RECONFIGURATION POLITIQUE
VERS L’ÉRECTION D’UN GRAND PÔLE DE L’OPPOSITION
Les retours quasi simultanés des leaders du Parti démocratique sénégalais (Pds) et du Rewmi sur le territoire national sonnent comme une chaude alerte pour le camp présidentiel qui feint de n’en être point troublé.
Ces retours au bercail sont salutaires pour la démocratie sénégalaise, surtout en cette période où les contre-pouvoirs périclitent et où les équilibres se fragilisent avec le phénomène sordide de la transhumance. Cela va mobiliser davantage les troupes de l’opposition en capilotade et galvaniser les énergies.
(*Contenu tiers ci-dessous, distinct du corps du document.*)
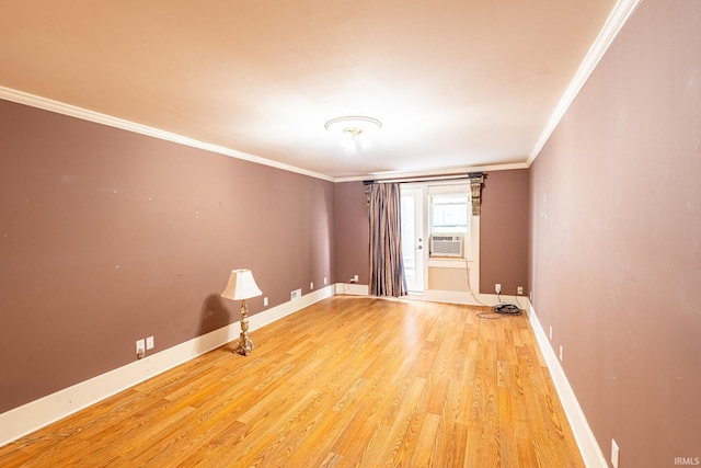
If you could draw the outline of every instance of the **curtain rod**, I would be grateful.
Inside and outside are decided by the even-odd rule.
[[[435,176],[416,176],[416,178],[400,178],[400,179],[380,179],[380,180],[368,180],[363,181],[364,185],[370,184],[389,184],[389,183],[417,183],[417,182],[435,182],[435,181],[453,181],[460,179],[480,179],[484,176],[484,172],[468,172],[467,174],[455,174],[455,175],[435,175]]]

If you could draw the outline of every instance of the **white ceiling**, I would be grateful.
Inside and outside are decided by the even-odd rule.
[[[0,87],[332,180],[526,167],[614,4],[0,0]]]

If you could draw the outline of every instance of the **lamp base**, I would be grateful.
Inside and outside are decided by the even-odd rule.
[[[245,299],[241,301],[241,338],[237,347],[233,349],[234,353],[239,353],[242,356],[248,356],[253,352],[253,342],[249,336],[249,309],[245,306]]]
[[[237,347],[233,349],[233,352],[239,353],[242,356],[248,356],[249,354],[251,354],[251,352],[253,352],[253,342],[248,336],[248,333],[245,336],[243,335],[243,333],[241,333],[239,343],[237,343]]]

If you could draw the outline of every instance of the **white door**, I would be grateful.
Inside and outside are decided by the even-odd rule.
[[[402,258],[410,293],[424,292],[424,189],[402,186]]]

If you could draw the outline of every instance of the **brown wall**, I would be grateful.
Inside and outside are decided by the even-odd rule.
[[[332,284],[333,192],[0,101],[0,412],[239,320],[231,269],[269,307]]]
[[[535,309],[606,458],[701,456],[701,2],[645,0],[531,167]]]
[[[335,278],[348,283],[358,275],[359,284],[369,283],[370,236],[368,205],[363,182],[334,184]]]
[[[502,284],[504,294],[516,294],[516,286],[528,292],[528,170],[494,171],[486,176],[480,216],[482,293],[494,294],[494,283]],[[359,283],[368,284],[368,210],[363,182],[335,184],[335,209],[336,278],[347,282],[357,273]]]
[[[492,171],[482,189],[480,292],[528,295],[528,170]]]

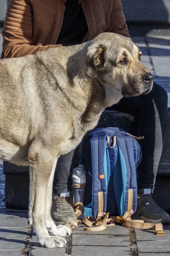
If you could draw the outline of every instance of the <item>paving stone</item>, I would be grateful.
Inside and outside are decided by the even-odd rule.
[[[0,228],[0,237],[4,239],[26,239],[29,236],[31,230],[26,228]]]
[[[0,250],[0,256],[23,256],[23,251],[19,250]]]
[[[136,234],[136,238],[137,241],[156,241],[158,242],[159,241],[170,241],[170,230],[167,230],[166,227],[164,228],[164,231],[165,233],[164,236],[157,236],[154,233],[154,230],[135,230]],[[155,244],[156,243],[154,243]]]
[[[85,225],[81,224],[79,227],[76,228],[73,230],[73,233],[74,234],[82,234],[82,235],[85,235],[89,234],[90,235],[96,235],[96,233],[101,235],[108,235],[111,236],[120,236],[122,235],[126,236],[127,237],[130,235],[130,230],[128,227],[123,227],[121,225],[116,224],[113,227],[108,227],[106,229],[104,230],[96,232],[96,231],[86,231],[83,230],[83,227]]]
[[[170,256],[170,253],[150,253],[149,255],[148,253],[139,253],[138,256]]]
[[[19,218],[0,218],[0,228],[20,227],[27,228],[27,219]]]
[[[93,244],[93,241],[91,241]],[[84,255],[86,256],[129,256],[131,255],[130,247],[119,247],[114,246],[73,246],[71,256]],[[148,255],[147,256],[149,256]],[[159,256],[161,256],[159,255]]]
[[[14,213],[19,213],[19,212],[27,212],[28,210],[20,210],[19,209],[9,209],[6,208],[6,207],[0,207],[0,212],[12,212],[12,214]],[[12,214],[12,213],[11,213]]]
[[[26,243],[26,240],[16,239],[0,238],[0,251],[1,250],[24,250]]]
[[[74,234],[73,245],[99,245],[105,246],[128,246],[130,245],[129,237],[116,237],[111,235]]]
[[[137,245],[139,253],[147,253],[148,256],[149,253],[153,252],[170,253],[169,238],[164,240],[162,236],[159,241],[156,241],[155,242],[152,241],[137,241]]]
[[[35,234],[32,236],[30,256],[65,256],[65,248],[47,248],[40,247]]]
[[[0,218],[28,218],[27,212],[0,212]]]

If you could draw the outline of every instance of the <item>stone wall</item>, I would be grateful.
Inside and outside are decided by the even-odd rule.
[[[3,22],[7,7],[7,0],[0,0],[0,22]]]
[[[5,19],[7,2],[8,0],[0,0],[0,22]],[[170,0],[121,0],[121,2],[127,23],[170,23]]]

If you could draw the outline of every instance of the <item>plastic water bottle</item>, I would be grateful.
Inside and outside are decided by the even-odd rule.
[[[83,204],[85,185],[85,173],[84,166],[80,164],[78,167],[74,169],[72,179],[74,203],[80,202]]]

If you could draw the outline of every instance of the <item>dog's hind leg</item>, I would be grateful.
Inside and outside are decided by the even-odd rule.
[[[28,223],[29,225],[32,226],[33,223],[32,219],[32,210],[33,207],[33,204],[35,201],[34,194],[33,193],[31,192],[31,180],[32,180],[31,177],[32,172],[30,171],[29,172],[29,180],[30,182],[30,193],[29,193],[29,212],[28,212]]]
[[[54,162],[53,165],[52,170],[48,181],[45,222],[46,227],[50,235],[65,236],[67,234],[68,235],[71,234],[71,231],[70,229],[66,226],[63,225],[59,225],[56,227],[51,218],[50,213],[52,204],[53,181],[57,162],[57,159]]]
[[[59,236],[50,236],[44,221],[48,183],[54,157],[49,151],[44,148],[44,145],[37,142],[30,148],[28,159],[31,173],[30,205],[32,208],[33,227],[39,245],[48,248],[63,247],[66,243],[65,239]]]

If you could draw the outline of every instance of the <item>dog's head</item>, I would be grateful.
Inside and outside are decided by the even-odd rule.
[[[142,52],[128,38],[103,33],[89,47],[86,75],[113,85],[124,97],[149,92],[153,76],[141,62]]]

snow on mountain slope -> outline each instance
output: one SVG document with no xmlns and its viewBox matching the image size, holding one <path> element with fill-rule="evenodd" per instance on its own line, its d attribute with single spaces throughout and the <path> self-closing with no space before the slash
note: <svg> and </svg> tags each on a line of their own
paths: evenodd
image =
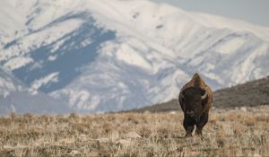
<svg viewBox="0 0 269 157">
<path fill-rule="evenodd" d="M 169 100 L 194 72 L 213 89 L 269 74 L 269 29 L 241 21 L 135 0 L 0 7 L 0 65 L 77 111 Z"/>
<path fill-rule="evenodd" d="M 16 112 L 24 114 L 35 112 L 39 114 L 68 113 L 62 100 L 56 100 L 34 89 L 25 87 L 12 74 L 0 68 L 0 115 Z"/>
</svg>

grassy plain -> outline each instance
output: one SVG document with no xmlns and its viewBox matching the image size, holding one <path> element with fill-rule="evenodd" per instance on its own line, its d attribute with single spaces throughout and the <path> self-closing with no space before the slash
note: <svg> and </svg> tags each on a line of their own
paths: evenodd
<svg viewBox="0 0 269 157">
<path fill-rule="evenodd" d="M 213 109 L 203 138 L 181 112 L 0 118 L 0 156 L 269 156 L 269 106 Z"/>
</svg>

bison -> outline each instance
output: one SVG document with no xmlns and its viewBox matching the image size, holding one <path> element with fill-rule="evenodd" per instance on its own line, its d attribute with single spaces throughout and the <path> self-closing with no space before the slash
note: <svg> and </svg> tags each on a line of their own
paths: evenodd
<svg viewBox="0 0 269 157">
<path fill-rule="evenodd" d="M 213 102 L 213 92 L 202 77 L 195 73 L 190 82 L 180 90 L 178 101 L 184 112 L 183 126 L 186 136 L 202 135 L 202 129 L 208 121 L 208 112 Z"/>
</svg>

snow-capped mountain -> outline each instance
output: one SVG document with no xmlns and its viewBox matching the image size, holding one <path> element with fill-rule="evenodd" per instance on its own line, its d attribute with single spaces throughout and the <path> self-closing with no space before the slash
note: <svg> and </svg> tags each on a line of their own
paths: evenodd
<svg viewBox="0 0 269 157">
<path fill-rule="evenodd" d="M 26 87 L 12 74 L 0 68 L 0 115 L 16 112 L 39 114 L 69 113 L 66 102 Z"/>
<path fill-rule="evenodd" d="M 81 112 L 169 100 L 194 72 L 213 89 L 269 74 L 269 29 L 241 21 L 147 0 L 0 7 L 3 68 Z"/>
</svg>

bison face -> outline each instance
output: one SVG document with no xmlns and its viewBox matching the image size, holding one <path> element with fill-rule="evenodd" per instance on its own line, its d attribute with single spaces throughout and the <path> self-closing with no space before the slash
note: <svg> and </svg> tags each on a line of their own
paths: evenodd
<svg viewBox="0 0 269 157">
<path fill-rule="evenodd" d="M 200 87 L 189 87 L 181 95 L 186 117 L 198 120 L 206 103 L 207 93 Z"/>
</svg>

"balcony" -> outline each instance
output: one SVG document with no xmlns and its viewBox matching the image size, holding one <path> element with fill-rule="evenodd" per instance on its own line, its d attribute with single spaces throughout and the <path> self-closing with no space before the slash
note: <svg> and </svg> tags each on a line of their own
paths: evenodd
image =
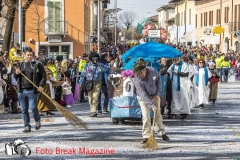
<svg viewBox="0 0 240 160">
<path fill-rule="evenodd" d="M 43 33 L 45 35 L 66 35 L 68 34 L 68 22 L 44 20 Z"/>
<path fill-rule="evenodd" d="M 236 31 L 240 29 L 240 23 L 238 22 L 229 22 L 228 23 L 228 30 L 230 34 L 235 34 Z"/>
</svg>

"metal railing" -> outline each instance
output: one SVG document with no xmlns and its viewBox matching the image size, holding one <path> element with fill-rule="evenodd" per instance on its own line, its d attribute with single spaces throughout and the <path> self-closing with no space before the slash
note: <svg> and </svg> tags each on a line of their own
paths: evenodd
<svg viewBox="0 0 240 160">
<path fill-rule="evenodd" d="M 43 33 L 45 35 L 66 35 L 68 34 L 68 22 L 44 20 Z"/>
<path fill-rule="evenodd" d="M 77 27 L 68 23 L 68 36 L 77 40 L 78 42 L 84 43 L 86 34 L 85 34 L 85 32 L 81 31 Z"/>
<path fill-rule="evenodd" d="M 229 22 L 228 30 L 230 34 L 234 34 L 236 31 L 240 29 L 240 22 Z"/>
</svg>

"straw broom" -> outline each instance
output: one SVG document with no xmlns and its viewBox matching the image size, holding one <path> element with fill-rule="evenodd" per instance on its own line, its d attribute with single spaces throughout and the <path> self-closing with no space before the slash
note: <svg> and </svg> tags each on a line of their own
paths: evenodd
<svg viewBox="0 0 240 160">
<path fill-rule="evenodd" d="M 15 67 L 16 69 L 16 67 Z M 22 72 L 20 74 L 28 81 L 30 82 L 34 87 L 38 88 L 36 84 L 34 84 L 28 77 L 26 77 Z M 87 128 L 87 125 L 78 118 L 75 114 L 71 113 L 69 110 L 58 104 L 55 100 L 53 100 L 51 97 L 49 97 L 45 92 L 41 92 L 44 96 L 46 96 L 51 103 L 62 113 L 62 115 L 65 117 L 65 119 L 76 129 L 78 128 Z"/>
<path fill-rule="evenodd" d="M 155 124 L 155 114 L 156 114 L 156 111 L 154 111 L 154 117 L 153 117 L 153 124 L 152 124 L 152 131 L 151 131 L 151 135 L 150 137 L 148 138 L 148 141 L 147 143 L 145 143 L 143 145 L 143 148 L 148 148 L 148 149 L 151 149 L 151 150 L 155 150 L 158 148 L 157 146 L 157 141 L 154 137 L 154 124 Z"/>
</svg>

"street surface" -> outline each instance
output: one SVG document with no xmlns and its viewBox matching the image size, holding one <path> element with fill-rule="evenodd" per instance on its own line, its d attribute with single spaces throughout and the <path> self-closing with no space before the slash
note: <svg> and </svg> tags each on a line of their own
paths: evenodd
<svg viewBox="0 0 240 160">
<path fill-rule="evenodd" d="M 229 83 L 219 83 L 216 106 L 194 108 L 187 120 L 167 119 L 163 116 L 170 141 L 166 143 L 156 135 L 159 149 L 155 151 L 142 148 L 140 122 L 113 125 L 109 114 L 91 118 L 88 103 L 77 103 L 68 109 L 83 119 L 89 130 L 75 130 L 56 111 L 55 116 L 42 117 L 42 128 L 39 131 L 35 130 L 34 120 L 31 119 L 32 132 L 22 133 L 20 114 L 3 114 L 0 115 L 0 159 L 22 159 L 19 155 L 5 155 L 5 143 L 18 138 L 27 142 L 32 151 L 24 160 L 240 159 L 239 95 L 240 83 L 233 82 L 231 77 Z M 67 151 L 62 150 L 60 153 L 59 148 Z M 41 149 L 45 151 L 42 150 L 43 154 L 40 153 Z M 90 155 L 88 149 L 104 149 L 108 153 Z"/>
</svg>

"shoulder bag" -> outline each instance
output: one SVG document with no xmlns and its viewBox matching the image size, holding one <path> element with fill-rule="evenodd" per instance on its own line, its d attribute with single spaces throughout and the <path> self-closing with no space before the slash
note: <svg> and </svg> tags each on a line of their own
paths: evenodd
<svg viewBox="0 0 240 160">
<path fill-rule="evenodd" d="M 85 79 L 84 85 L 83 85 L 83 87 L 82 87 L 82 89 L 84 90 L 84 92 L 89 92 L 89 91 L 91 91 L 91 90 L 93 89 L 93 79 L 94 79 L 94 75 L 95 75 L 95 72 L 96 72 L 96 70 L 97 70 L 97 67 L 98 67 L 98 65 L 96 65 L 96 69 L 95 69 L 95 71 L 93 72 L 92 80 L 87 80 L 87 79 Z"/>
</svg>

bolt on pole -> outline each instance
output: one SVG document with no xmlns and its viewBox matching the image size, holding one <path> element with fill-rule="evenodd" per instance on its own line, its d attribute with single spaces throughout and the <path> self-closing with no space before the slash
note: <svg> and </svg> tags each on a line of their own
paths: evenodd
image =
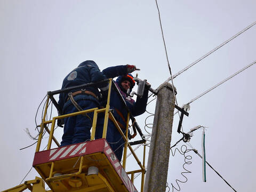
<svg viewBox="0 0 256 192">
<path fill-rule="evenodd" d="M 158 89 L 144 192 L 166 190 L 175 107 L 172 87 L 164 83 Z"/>
</svg>

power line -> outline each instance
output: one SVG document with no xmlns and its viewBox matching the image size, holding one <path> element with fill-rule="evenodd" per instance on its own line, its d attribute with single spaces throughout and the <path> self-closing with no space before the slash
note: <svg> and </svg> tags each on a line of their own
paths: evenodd
<svg viewBox="0 0 256 192">
<path fill-rule="evenodd" d="M 190 146 L 190 147 L 192 147 L 191 146 Z M 197 154 L 198 156 L 199 156 L 201 158 L 203 158 L 203 157 L 198 153 L 197 151 L 197 150 L 195 149 L 194 147 L 192 147 L 192 148 L 194 149 L 193 149 L 193 151 L 194 152 L 195 152 L 195 153 L 196 153 L 196 154 Z M 227 181 L 221 175 L 220 173 L 219 173 L 217 171 L 216 171 L 215 170 L 214 170 L 213 169 L 213 167 L 206 161 L 205 161 L 205 162 L 207 163 L 207 164 L 214 171 L 214 172 L 221 178 L 223 179 L 223 180 L 224 181 L 225 181 L 225 182 L 232 189 L 234 190 L 234 191 L 236 192 L 236 190 L 235 190 L 235 189 L 232 187 L 232 186 L 228 182 L 228 181 Z"/>
<path fill-rule="evenodd" d="M 217 84 L 217 85 L 213 86 L 212 87 L 209 89 L 208 90 L 206 90 L 205 91 L 205 92 L 204 92 L 203 93 L 199 94 L 199 95 L 198 95 L 197 97 L 196 97 L 196 98 L 195 98 L 194 99 L 192 99 L 190 101 L 189 101 L 189 102 L 187 103 L 187 104 L 189 104 L 189 103 L 191 103 L 193 101 L 195 101 L 196 100 L 200 98 L 201 97 L 202 97 L 203 95 L 205 95 L 205 94 L 206 94 L 207 93 L 209 92 L 210 91 L 212 91 L 212 90 L 214 89 L 215 88 L 216 88 L 217 87 L 218 87 L 218 86 L 221 85 L 222 83 L 226 82 L 228 80 L 229 80 L 230 79 L 231 79 L 232 77 L 234 77 L 234 76 L 235 76 L 236 75 L 238 74 L 239 73 L 242 72 L 243 71 L 244 71 L 244 70 L 246 69 L 247 68 L 249 68 L 250 67 L 251 67 L 253 65 L 254 65 L 255 63 L 256 63 L 256 61 L 253 62 L 252 63 L 248 65 L 247 66 L 245 66 L 245 67 L 244 67 L 243 69 L 240 69 L 239 71 L 238 71 L 237 72 L 235 73 L 235 74 L 234 74 L 233 75 L 230 76 L 229 77 L 228 77 L 228 78 L 226 78 L 225 79 L 223 80 L 222 81 L 220 82 L 220 83 L 219 83 L 218 84 Z"/>
<path fill-rule="evenodd" d="M 164 40 L 164 32 L 163 31 L 163 27 L 162 27 L 162 21 L 161 21 L 161 17 L 160 15 L 160 11 L 159 10 L 158 5 L 157 4 L 157 0 L 156 0 L 156 7 L 157 7 L 157 10 L 158 11 L 158 18 L 159 18 L 159 23 L 160 23 L 160 27 L 161 28 L 162 36 L 163 37 L 163 41 L 164 42 L 164 49 L 165 49 L 165 54 L 166 55 L 167 62 L 168 63 L 168 67 L 169 67 L 169 69 L 170 74 L 171 75 L 170 80 L 172 81 L 172 91 L 173 91 L 173 94 L 174 95 L 175 101 L 176 101 L 176 105 L 177 106 L 178 106 L 177 98 L 176 98 L 176 95 L 175 94 L 174 85 L 174 84 L 173 84 L 173 78 L 172 78 L 172 70 L 171 70 L 171 67 L 170 66 L 169 59 L 168 58 L 168 54 L 167 53 L 166 45 L 165 44 L 165 41 Z M 158 89 L 158 88 L 157 88 L 157 90 Z M 179 116 L 180 117 L 180 113 L 179 111 L 178 111 L 178 114 L 179 114 Z M 182 128 L 182 126 L 181 126 L 181 129 L 182 129 L 182 132 L 183 132 L 183 128 Z"/>
<path fill-rule="evenodd" d="M 244 28 L 244 29 L 243 29 L 242 30 L 241 30 L 241 31 L 238 32 L 238 33 L 237 33 L 236 35 L 235 35 L 234 36 L 233 36 L 233 37 L 231 37 L 231 38 L 230 38 L 229 39 L 227 39 L 227 41 L 226 41 L 225 42 L 223 42 L 222 44 L 221 44 L 220 45 L 218 46 L 217 47 L 215 47 L 214 49 L 213 49 L 212 50 L 210 51 L 210 52 L 209 52 L 208 53 L 207 53 L 206 54 L 205 54 L 204 55 L 202 56 L 202 57 L 201 57 L 199 59 L 197 59 L 196 61 L 193 62 L 192 63 L 191 63 L 190 65 L 189 65 L 188 66 L 185 67 L 184 69 L 183 69 L 182 70 L 180 70 L 180 71 L 179 71 L 178 73 L 177 73 L 176 74 L 174 75 L 173 76 L 171 76 L 170 77 L 169 77 L 165 82 L 168 82 L 169 81 L 170 81 L 171 79 L 174 79 L 174 78 L 175 78 L 177 76 L 178 76 L 178 75 L 180 75 L 181 74 L 182 74 L 183 72 L 185 71 L 186 70 L 188 70 L 188 69 L 189 69 L 190 67 L 193 67 L 193 66 L 194 66 L 195 65 L 196 65 L 196 63 L 197 63 L 199 61 L 201 61 L 202 60 L 203 60 L 203 59 L 205 58 L 206 57 L 209 56 L 209 55 L 210 55 L 211 54 L 212 54 L 212 53 L 213 53 L 214 51 L 218 50 L 219 49 L 220 49 L 220 47 L 221 47 L 222 46 L 223 46 L 223 45 L 226 45 L 226 44 L 227 44 L 228 43 L 229 43 L 230 41 L 231 41 L 231 40 L 234 39 L 235 38 L 236 38 L 236 37 L 237 37 L 238 36 L 239 36 L 239 35 L 242 34 L 243 33 L 245 32 L 245 31 L 246 31 L 247 30 L 248 30 L 249 29 L 250 29 L 251 27 L 252 27 L 252 26 L 253 26 L 254 25 L 255 25 L 256 24 L 256 21 L 253 22 L 252 24 L 251 24 L 250 25 L 249 25 L 249 26 L 247 26 L 247 27 L 246 27 L 245 28 Z"/>
</svg>

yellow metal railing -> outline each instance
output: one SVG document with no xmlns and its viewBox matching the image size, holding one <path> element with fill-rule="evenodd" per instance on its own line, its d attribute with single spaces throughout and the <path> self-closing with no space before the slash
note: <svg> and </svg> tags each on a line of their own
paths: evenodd
<svg viewBox="0 0 256 192">
<path fill-rule="evenodd" d="M 142 177 L 141 177 L 141 191 L 143 191 L 143 185 L 144 185 L 144 180 L 145 180 L 145 175 L 146 173 L 146 170 L 145 170 L 145 154 L 146 154 L 146 146 L 144 146 L 144 150 L 143 150 L 143 163 L 141 164 L 141 162 L 139 159 L 138 157 L 136 155 L 135 152 L 134 151 L 133 149 L 132 149 L 131 146 L 129 143 L 128 141 L 128 129 L 129 127 L 129 123 L 130 121 L 130 111 L 128 110 L 127 113 L 127 116 L 126 117 L 126 131 L 125 131 L 125 135 L 124 134 L 121 128 L 120 127 L 119 125 L 118 125 L 118 123 L 115 119 L 113 114 L 111 112 L 110 109 L 110 94 L 111 94 L 111 87 L 113 86 L 115 86 L 115 85 L 113 85 L 113 81 L 112 79 L 109 79 L 109 90 L 108 90 L 108 98 L 107 100 L 107 104 L 106 105 L 106 107 L 103 108 L 103 109 L 98 109 L 98 108 L 94 108 L 92 109 L 90 109 L 83 111 L 78 111 L 78 112 L 75 112 L 73 113 L 70 113 L 70 114 L 65 114 L 65 115 L 60 115 L 57 117 L 53 117 L 52 120 L 50 121 L 46 121 L 45 120 L 45 117 L 46 116 L 47 114 L 47 107 L 49 103 L 49 100 L 51 99 L 52 100 L 52 101 L 53 101 L 53 100 L 54 100 L 54 99 L 53 98 L 52 95 L 51 95 L 50 94 L 48 94 L 47 97 L 47 100 L 46 102 L 46 105 L 45 105 L 45 109 L 44 110 L 44 115 L 43 116 L 43 119 L 42 120 L 42 123 L 40 125 L 40 132 L 39 132 L 39 134 L 38 136 L 38 140 L 37 142 L 37 145 L 36 146 L 36 153 L 38 152 L 40 150 L 40 146 L 41 144 L 41 141 L 42 139 L 43 138 L 43 133 L 44 131 L 44 129 L 48 132 L 49 134 L 49 138 L 48 140 L 48 144 L 47 146 L 47 149 L 49 150 L 51 149 L 51 147 L 52 145 L 52 140 L 55 143 L 57 146 L 58 147 L 60 146 L 60 145 L 59 142 L 58 142 L 57 140 L 55 138 L 55 137 L 53 136 L 54 134 L 54 127 L 55 127 L 55 122 L 58 119 L 63 119 L 66 117 L 71 117 L 73 116 L 76 116 L 76 115 L 82 115 L 82 114 L 85 114 L 86 113 L 92 113 L 93 112 L 93 119 L 92 122 L 92 130 L 91 130 L 91 140 L 93 140 L 94 139 L 95 137 L 95 130 L 96 130 L 96 125 L 97 125 L 97 117 L 98 117 L 98 114 L 100 113 L 105 113 L 105 119 L 104 119 L 104 124 L 103 124 L 103 133 L 102 133 L 102 138 L 106 138 L 107 136 L 107 127 L 108 127 L 108 122 L 109 121 L 109 116 L 110 116 L 110 118 L 111 119 L 113 119 L 113 122 L 114 124 L 115 124 L 115 126 L 121 135 L 123 137 L 125 143 L 124 143 L 124 152 L 123 152 L 123 167 L 124 169 L 125 170 L 126 168 L 126 157 L 127 157 L 127 148 L 129 148 L 130 150 L 131 151 L 131 153 L 133 155 L 133 157 L 134 157 L 135 159 L 137 162 L 137 163 L 139 165 L 141 169 L 138 170 L 134 170 L 134 171 L 129 171 L 127 172 L 127 174 L 131 174 L 131 180 L 132 182 L 133 182 L 133 180 L 134 180 L 134 173 L 139 173 L 141 172 L 142 173 Z M 61 91 L 61 90 L 60 90 Z M 116 90 L 115 90 L 115 91 L 117 91 Z M 119 91 L 117 91 L 118 93 L 120 94 L 119 93 Z M 121 95 L 122 97 L 122 95 Z M 55 101 L 54 100 L 54 101 Z M 54 103 L 53 101 L 53 103 Z M 57 103 L 55 102 L 55 103 Z M 125 105 L 124 103 L 124 105 Z M 51 130 L 49 130 L 47 128 L 47 125 L 51 124 Z M 81 165 L 79 166 L 79 170 L 76 173 L 72 173 L 72 175 L 63 175 L 61 176 L 57 176 L 56 179 L 60 179 L 60 177 L 65 177 L 67 176 L 68 177 L 71 177 L 73 175 L 76 175 L 78 174 L 79 174 L 81 171 L 81 167 L 83 164 L 83 161 L 82 161 L 82 158 L 81 158 Z M 50 174 L 49 175 L 49 177 L 47 178 L 46 180 L 52 180 L 52 179 L 55 177 L 53 177 L 53 166 L 54 166 L 54 162 L 52 162 L 52 166 L 51 166 L 51 172 Z M 58 177 L 58 178 L 57 178 Z"/>
</svg>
Depuis longtemps, on n’entend plus un discours contradictoire qui suscite l’écoute et l’intérêt des Sénégalais. Déjà à son arrivée à l’aéroport, dimanche dernier, Idrissa Seck a commencé à lancer ses salves médiatiques traumatisantes. En qualifiant le Programme Sénégal Emergent (PSE) de cirque folklorique, le Rewmiste en chef a fait sortir hors de ses gonds, Souleymane Jules Diop, le conseiller en communication du président Macky Sall, qui n’a pas tardé à apporter la réplique.
En sus, il a déclaré que son parti chercherait à nouer des alliances stratégiques avec l’ensemble des forces de l’opposition qui veulent en découdre avec le pouvoir en place. Ce qui veut dire qu’on s’achemine inexorablement vers une recomposition politique qui sera dictée par les intérêts politiques des uns et des autres.
Une chose est sure : une grande alliance composée du Pds, du Rewmi et des autres formations politiques qui en sont issues, des restes de And Bolo Takhawou Askan wi, des mécontents du Parti socialiste (Ps) et de l’Alliance des forces de progrès (Afp), des candidatures émanant de listes citoyennes et peut-être même de certains frustrés du parti présidentiel va bientôt voir le jour parce l’objectif commun est de battre l’Alliance pour la République (Apr) avec ses alliés de Bennoo Bokk Yakaar.
Benno l’inconnue
Aujourd’hui, l’Apr court le risque d’être politiquement esseulée dans cette reconfiguration politique qui se profile à l’horizon des locales de juin prochain. C’est la posture de Bennoo Bokk Yaakaar qui demeure la grande inconnue. L’Afp, sous contrôle de Moustapha Niasse, s’alignera sur la position apériste comme il l’a déjà déclaré publiquement.
Mais il est évident que Malick Gakou, futur tricard pour insubordination à l’autocrate Moustapha Niasse, s’opposera au sein de cette coalition, que l’on subodore dans les propos d’Idrissa Seck, à l’Apr/Guédiawaye, que le frère du président de la République, Alioune Sall, sans feu ni lieu, veut conquérir à tout prix.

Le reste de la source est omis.